Before 2003, military retirees were not allowed to collect both their monthly retirement stipend and any disability payment they may have earned from the Department of Veterans Affairs.

Military advocacy groups tried to get the law changed for years, saying the two payments were unrelated. But Congress kept refusing, saying it was too expensive to taxpayers, and “double-dipping” to boot.

Finally, as of Jan. 1, 2004, the law was changed so that retirees with disability ratings of higher than 50 percent are allowed to collect both payments.

But the law exempts servicemembers who have been retired for medical reasons with less than 20 years of service. Like Alan Dementer.

These members are not allowed to collect both their monthly medical retirement from the Defense Department and the VA stipend. It’s one or the other. Since the VA stipend is higher, that’s the payment servicemembers take.

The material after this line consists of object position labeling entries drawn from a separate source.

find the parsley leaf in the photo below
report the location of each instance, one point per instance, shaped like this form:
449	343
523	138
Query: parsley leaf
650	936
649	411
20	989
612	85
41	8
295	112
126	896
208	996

This is an issue that is increasingly affecting servicemembers who are getting hurt in Iraq and Afghanistan, he said.

Alan and Jerri Dementer are raising three children on just his VA disability payment, which amounts to about $2,000 (fully taxable) a month, plus whatever Jerri can earn providing day care from their home.

“For us [not getting both payments] means a few hundred dollars a month,” Dementer said. “That money would mean a lot to us.”


By Lisa Burgess
Stars and Stripes
(here)

With gratitude for your service, Petty Officer 2nd Class Alan Dementer.